14. Use a Business AI Account
Stick with paid business or enterprise AI accounts when you can. Free consumer plans often use what you type to train future models, so a business account keeps your data out of the training pool.
15. Verify AI Output Before You Trust It
AI sounds confident even when it is wrong. Before you forward a fact or send a generated email, take a minute to check it against a source you already trust. A quick review now beats walking back a mistake later.
16. Watch for AI-Powered Scams
AI killed the bad-grammar tell. Today's scam emails read perfectly, sound like a coworker, and even reference your social profiles. Slow down and call a known number to confirm anything asking for money or credentials.
Running A Business
17. Small Businesses Are Targets Too
If you own a small business, do not assume you are too small to be hacked. In fact, small businesses are often targeted because many assume they are not at risk. The most important thing to do is turn on multi-factor authentication for your email and banking accounts. Once someone hacks into those accounts, the damage can happen fast.
18. Updates
We all know update reminders can pop up at the most inconvenient times, but do not keep putting them off. You actually need to turn on automatic updates or set aside time each month to install them. These important updates often fix security holes that hackers use to steal your information or infect your computer.
19. Access Revoked
Always take offboarding employees seriously. When someone leaves your company, make sure all of their access is revoked right away. That includes things like system login information, email access, and even building or keycard access.
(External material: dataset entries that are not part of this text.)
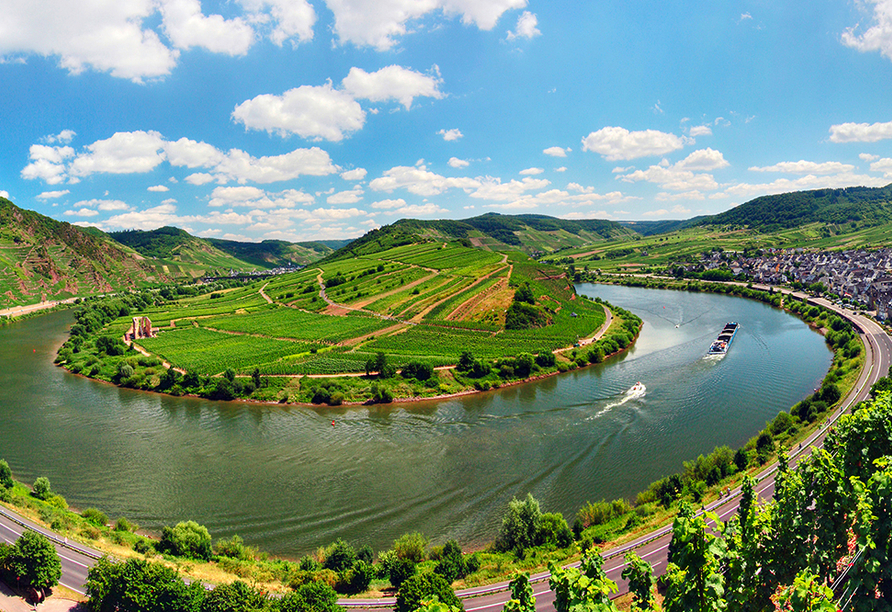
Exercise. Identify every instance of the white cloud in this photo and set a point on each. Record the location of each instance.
(292, 18)
(860, 132)
(703, 160)
(123, 153)
(882, 165)
(47, 164)
(313, 112)
(186, 27)
(388, 204)
(420, 181)
(253, 197)
(878, 37)
(64, 137)
(492, 188)
(391, 83)
(700, 130)
(526, 26)
(806, 167)
(192, 154)
(450, 135)
(556, 151)
(615, 143)
(81, 212)
(357, 174)
(51, 195)
(346, 197)
(199, 178)
(378, 24)
(105, 35)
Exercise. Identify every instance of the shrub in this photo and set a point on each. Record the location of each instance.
(96, 517)
(423, 587)
(187, 539)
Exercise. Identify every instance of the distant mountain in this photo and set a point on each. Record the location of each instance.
(532, 234)
(278, 253)
(43, 259)
(864, 206)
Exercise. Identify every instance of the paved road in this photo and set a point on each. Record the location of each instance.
(76, 559)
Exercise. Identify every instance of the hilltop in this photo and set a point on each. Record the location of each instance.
(178, 245)
(43, 259)
(532, 234)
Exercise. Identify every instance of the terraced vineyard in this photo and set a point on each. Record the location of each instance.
(425, 305)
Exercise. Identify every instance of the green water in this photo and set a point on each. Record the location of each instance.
(288, 481)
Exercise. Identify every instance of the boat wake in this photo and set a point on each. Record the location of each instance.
(636, 391)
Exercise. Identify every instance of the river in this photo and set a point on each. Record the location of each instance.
(289, 479)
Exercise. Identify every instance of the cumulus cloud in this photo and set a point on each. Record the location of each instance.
(123, 153)
(878, 37)
(379, 24)
(450, 135)
(139, 152)
(806, 167)
(47, 163)
(357, 174)
(700, 130)
(683, 175)
(556, 151)
(346, 197)
(616, 143)
(51, 195)
(186, 27)
(420, 181)
(118, 37)
(860, 132)
(526, 27)
(391, 83)
(313, 112)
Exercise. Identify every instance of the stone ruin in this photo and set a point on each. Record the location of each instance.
(140, 328)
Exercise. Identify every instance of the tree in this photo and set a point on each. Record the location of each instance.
(586, 588)
(188, 539)
(311, 597)
(6, 481)
(42, 489)
(36, 562)
(640, 575)
(422, 587)
(522, 599)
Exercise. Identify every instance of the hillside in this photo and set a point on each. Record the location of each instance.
(856, 206)
(43, 259)
(278, 253)
(532, 234)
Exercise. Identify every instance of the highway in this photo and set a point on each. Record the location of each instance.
(77, 559)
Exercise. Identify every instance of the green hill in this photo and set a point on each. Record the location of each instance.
(43, 259)
(533, 234)
(863, 206)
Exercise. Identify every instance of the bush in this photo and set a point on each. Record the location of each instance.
(422, 587)
(41, 489)
(188, 539)
(96, 517)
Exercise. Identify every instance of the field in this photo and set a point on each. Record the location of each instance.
(426, 303)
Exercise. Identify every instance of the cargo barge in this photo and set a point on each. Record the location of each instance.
(721, 344)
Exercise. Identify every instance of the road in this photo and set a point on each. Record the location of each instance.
(76, 559)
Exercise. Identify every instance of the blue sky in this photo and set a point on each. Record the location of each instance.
(316, 119)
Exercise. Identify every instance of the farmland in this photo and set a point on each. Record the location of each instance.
(414, 307)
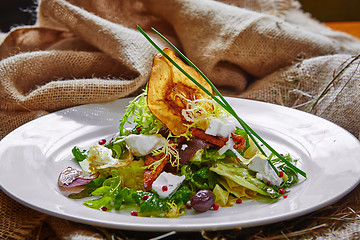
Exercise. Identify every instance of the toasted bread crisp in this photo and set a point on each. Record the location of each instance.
(169, 90)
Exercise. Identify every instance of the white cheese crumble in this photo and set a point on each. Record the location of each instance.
(184, 146)
(166, 184)
(99, 158)
(264, 171)
(221, 127)
(141, 144)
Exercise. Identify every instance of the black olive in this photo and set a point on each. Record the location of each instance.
(203, 200)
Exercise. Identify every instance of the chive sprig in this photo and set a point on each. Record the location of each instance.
(221, 101)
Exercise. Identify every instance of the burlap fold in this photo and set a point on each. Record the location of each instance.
(88, 51)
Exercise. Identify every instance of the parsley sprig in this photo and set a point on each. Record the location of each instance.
(221, 101)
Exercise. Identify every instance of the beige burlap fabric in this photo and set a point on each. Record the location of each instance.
(90, 51)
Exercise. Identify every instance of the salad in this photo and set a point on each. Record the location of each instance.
(177, 148)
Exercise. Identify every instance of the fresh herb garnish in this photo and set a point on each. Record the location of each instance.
(222, 102)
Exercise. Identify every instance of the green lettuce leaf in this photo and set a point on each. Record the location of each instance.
(243, 177)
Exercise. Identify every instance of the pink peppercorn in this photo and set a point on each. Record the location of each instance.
(215, 206)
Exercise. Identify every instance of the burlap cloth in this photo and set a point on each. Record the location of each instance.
(88, 51)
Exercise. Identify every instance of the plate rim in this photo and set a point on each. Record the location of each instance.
(220, 226)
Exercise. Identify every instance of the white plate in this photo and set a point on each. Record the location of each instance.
(32, 156)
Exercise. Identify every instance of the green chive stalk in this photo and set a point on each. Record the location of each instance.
(222, 102)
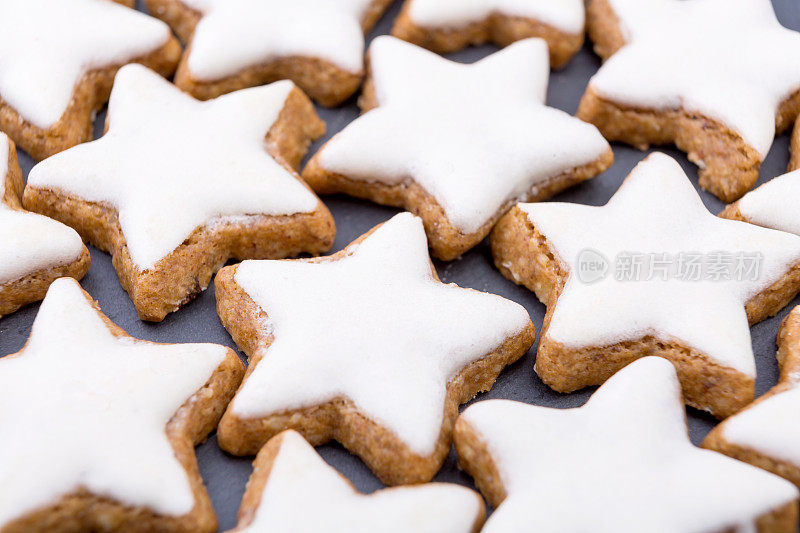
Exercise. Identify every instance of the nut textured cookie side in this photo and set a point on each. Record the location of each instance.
(622, 462)
(366, 347)
(104, 426)
(479, 140)
(236, 44)
(696, 74)
(448, 26)
(176, 186)
(650, 273)
(765, 433)
(34, 250)
(289, 478)
(76, 62)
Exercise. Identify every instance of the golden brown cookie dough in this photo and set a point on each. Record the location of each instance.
(728, 166)
(498, 28)
(387, 454)
(186, 271)
(304, 480)
(742, 444)
(90, 95)
(83, 510)
(32, 286)
(326, 82)
(524, 255)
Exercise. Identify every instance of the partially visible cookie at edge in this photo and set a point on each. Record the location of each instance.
(445, 26)
(34, 250)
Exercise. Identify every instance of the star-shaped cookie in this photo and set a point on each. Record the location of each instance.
(718, 78)
(34, 250)
(650, 273)
(54, 74)
(622, 462)
(176, 186)
(366, 347)
(289, 478)
(457, 144)
(233, 44)
(99, 428)
(772, 205)
(448, 25)
(766, 434)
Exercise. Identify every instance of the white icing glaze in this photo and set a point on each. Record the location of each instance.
(42, 56)
(170, 164)
(30, 242)
(89, 411)
(712, 57)
(774, 204)
(374, 327)
(301, 480)
(565, 15)
(236, 34)
(473, 136)
(769, 427)
(657, 210)
(623, 462)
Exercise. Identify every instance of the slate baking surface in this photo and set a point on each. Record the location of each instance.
(225, 475)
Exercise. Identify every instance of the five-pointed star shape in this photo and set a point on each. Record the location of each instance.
(772, 205)
(766, 433)
(42, 58)
(373, 326)
(474, 137)
(712, 57)
(29, 242)
(565, 15)
(86, 409)
(657, 211)
(236, 34)
(622, 462)
(170, 164)
(298, 479)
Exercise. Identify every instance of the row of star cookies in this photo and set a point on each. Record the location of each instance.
(118, 454)
(230, 46)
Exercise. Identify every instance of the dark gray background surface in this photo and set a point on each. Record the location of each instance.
(225, 475)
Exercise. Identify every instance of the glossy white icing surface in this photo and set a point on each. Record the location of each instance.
(657, 211)
(46, 46)
(565, 15)
(374, 327)
(623, 462)
(729, 60)
(235, 34)
(88, 410)
(29, 242)
(170, 164)
(473, 136)
(776, 204)
(305, 495)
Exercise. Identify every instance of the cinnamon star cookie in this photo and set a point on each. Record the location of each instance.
(293, 490)
(449, 25)
(57, 63)
(34, 250)
(99, 428)
(366, 347)
(176, 186)
(650, 273)
(457, 144)
(233, 44)
(718, 78)
(622, 462)
(766, 433)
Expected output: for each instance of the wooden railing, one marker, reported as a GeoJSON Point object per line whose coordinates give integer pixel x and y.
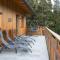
{"type": "Point", "coordinates": [53, 43]}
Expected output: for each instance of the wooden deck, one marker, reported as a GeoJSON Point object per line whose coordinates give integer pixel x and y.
{"type": "Point", "coordinates": [52, 43]}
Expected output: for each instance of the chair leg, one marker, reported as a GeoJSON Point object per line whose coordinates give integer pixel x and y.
{"type": "Point", "coordinates": [15, 50]}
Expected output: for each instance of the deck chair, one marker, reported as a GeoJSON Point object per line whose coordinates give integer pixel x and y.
{"type": "Point", "coordinates": [5, 44]}
{"type": "Point", "coordinates": [26, 39]}
{"type": "Point", "coordinates": [9, 39]}
{"type": "Point", "coordinates": [11, 42]}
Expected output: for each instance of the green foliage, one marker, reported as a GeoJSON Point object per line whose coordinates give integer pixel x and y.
{"type": "Point", "coordinates": [44, 15]}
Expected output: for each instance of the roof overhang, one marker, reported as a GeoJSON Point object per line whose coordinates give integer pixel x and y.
{"type": "Point", "coordinates": [24, 7]}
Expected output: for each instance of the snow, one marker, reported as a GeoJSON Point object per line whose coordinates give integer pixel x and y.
{"type": "Point", "coordinates": [39, 51]}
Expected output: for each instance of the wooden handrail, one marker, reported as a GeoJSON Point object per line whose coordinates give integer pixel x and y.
{"type": "Point", "coordinates": [54, 34]}
{"type": "Point", "coordinates": [53, 43]}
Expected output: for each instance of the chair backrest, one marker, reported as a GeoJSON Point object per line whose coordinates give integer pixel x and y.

It may seem like a small detail, but leaving one account open is all it takes to create a real problem.
20. Review Access
Take a close look at who still has access to your systems. Review things like email, shared folders, and business software on a regular basis, and remove anyone who no longer needs access. It is easy for old accounts to get missed, and that can leave the door open to the wrong person.
YOU MADE IT TO THE END
Now pick three.
Don't try to do all 20 today. Choose three habits from this guide and put them in place this week. Then come back, pick three more, and keep going. Small, steady steps protect you better than a one-day overhaul that never sticks.